Around 50% of all stock sales by the U.S. public companies have been blocked trades in 2016, according to Dealogic. In recent five years, these agreements presented a third of all stock sales, while in the past ten years that number was at about 20%. Energy corporations often used block trades to raise money fast and repay their debt.
Banks typically offers block deals to their important customers, like private-equity companies. But recently, banks have been doing more block-trade operations, subjecting them to higher risk.
The growth of block trade deals happens due to falling in trading revenue of banks and low-interest rates adversely affected profits.
According to Daniel Klausner, a managing director at PricewaterhouseCoopers, 2016 is a particularly difficult year for equity capital markets, meaning the business of raising funds through selling shares.

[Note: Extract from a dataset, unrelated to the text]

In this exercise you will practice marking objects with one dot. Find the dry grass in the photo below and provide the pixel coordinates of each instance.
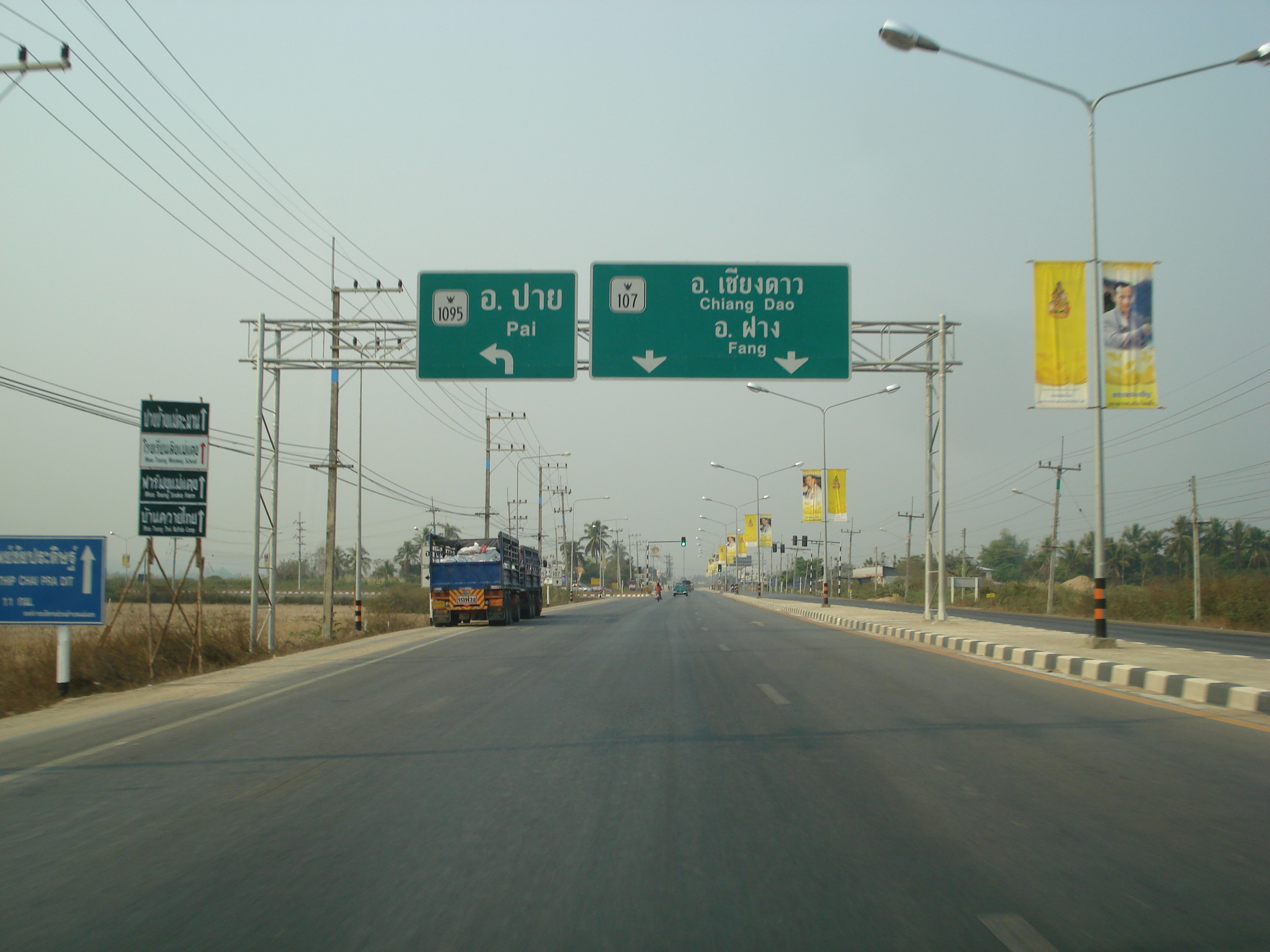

Corporations and shareholders use block trades as it guarantees a particular price and the certainty they can’t have selling stocks by themselves in the market.
Ten years ago, not many banks actively used block trade deals. Currently, Wall Street biggest banks fight for block trades.

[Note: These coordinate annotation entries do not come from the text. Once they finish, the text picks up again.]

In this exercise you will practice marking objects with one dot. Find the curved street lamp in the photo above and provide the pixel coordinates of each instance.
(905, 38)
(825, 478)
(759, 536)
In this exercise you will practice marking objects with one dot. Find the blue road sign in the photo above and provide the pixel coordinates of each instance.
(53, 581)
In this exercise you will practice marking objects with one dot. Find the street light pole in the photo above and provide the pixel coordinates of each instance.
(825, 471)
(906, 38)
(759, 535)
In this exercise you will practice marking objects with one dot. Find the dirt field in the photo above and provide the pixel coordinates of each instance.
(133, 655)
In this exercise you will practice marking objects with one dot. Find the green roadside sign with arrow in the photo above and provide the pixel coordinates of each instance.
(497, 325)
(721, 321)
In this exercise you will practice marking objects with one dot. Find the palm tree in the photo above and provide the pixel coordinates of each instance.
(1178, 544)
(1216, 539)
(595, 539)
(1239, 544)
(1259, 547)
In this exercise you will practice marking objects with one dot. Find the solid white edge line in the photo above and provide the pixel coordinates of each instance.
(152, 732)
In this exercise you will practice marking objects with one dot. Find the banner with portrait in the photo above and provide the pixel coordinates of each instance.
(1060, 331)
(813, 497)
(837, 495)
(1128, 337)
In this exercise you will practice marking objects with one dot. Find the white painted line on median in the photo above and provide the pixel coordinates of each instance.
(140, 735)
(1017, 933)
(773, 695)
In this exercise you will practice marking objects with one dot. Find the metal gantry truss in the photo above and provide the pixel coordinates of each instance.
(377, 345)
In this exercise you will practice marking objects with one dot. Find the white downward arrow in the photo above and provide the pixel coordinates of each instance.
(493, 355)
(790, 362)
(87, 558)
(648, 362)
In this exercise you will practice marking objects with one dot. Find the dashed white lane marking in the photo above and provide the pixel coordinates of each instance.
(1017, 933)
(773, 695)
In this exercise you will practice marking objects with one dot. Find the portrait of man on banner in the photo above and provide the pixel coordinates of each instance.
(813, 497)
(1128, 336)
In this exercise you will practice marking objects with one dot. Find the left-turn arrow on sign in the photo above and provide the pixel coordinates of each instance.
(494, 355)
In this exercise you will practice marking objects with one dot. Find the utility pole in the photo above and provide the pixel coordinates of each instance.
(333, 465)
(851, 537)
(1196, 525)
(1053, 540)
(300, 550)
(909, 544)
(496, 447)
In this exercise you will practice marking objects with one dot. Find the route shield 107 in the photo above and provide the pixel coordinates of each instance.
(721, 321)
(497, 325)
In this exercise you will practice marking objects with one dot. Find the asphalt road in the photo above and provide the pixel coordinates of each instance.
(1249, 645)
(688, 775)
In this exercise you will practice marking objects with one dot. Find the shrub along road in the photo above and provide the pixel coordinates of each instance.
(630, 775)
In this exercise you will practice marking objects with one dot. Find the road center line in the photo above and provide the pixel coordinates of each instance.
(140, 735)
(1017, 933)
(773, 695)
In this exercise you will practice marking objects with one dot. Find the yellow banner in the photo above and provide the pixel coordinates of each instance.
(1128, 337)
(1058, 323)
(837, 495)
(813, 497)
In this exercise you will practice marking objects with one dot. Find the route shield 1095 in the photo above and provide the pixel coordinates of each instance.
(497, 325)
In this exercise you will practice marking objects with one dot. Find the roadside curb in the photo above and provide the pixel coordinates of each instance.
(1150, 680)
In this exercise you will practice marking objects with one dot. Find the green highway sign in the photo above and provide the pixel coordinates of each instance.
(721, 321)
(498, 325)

Lately, two deals have presented the possible risk for the banks.
KKR & Co., a private-equity firm, sold 15 million shares of Walgreens Boots Alliance Inc. to Citigroup Inc. at the beginning of May.
The bank has paid $80 per share and proposed the shares to customers for $80.10, trying to earn $1.5 million, by the regulatory filings and Dealogic.
Walgreens’s shares lost 2.5% to $79.43, on the next day after the sale was announced. It’s unknown if Citigroup managed to sell these stocks. Walgreens’s shares closed higher than $80 in the three following trading sessions. On Wednesday, Walgreens’s shares were at $77.63.
Wells Fargo & Co. purchased 5 million stocks of PRA Health Sciences Inc. from shareholders on May 2 for $46.70 per share. The bank later offered the shares at $46.90, according to an insider. We don’t know if the bank could trade all of it before the trading session the following day when they dropped by 8.7% to $44.64. On the next day, PRA’s shares grew to $47.13.
Typically in 2016, the stocks traded in block deals have increased the following day, adding to their popularity. According to Dealogic, the average return from the offer price for such sales was 0.5%.
Current market instability can limit the popularity of block trade deals even now when bank is trying to enlarge fee revenues, according to Brian Reilly, global head of equity capital markets at Barclays PLC.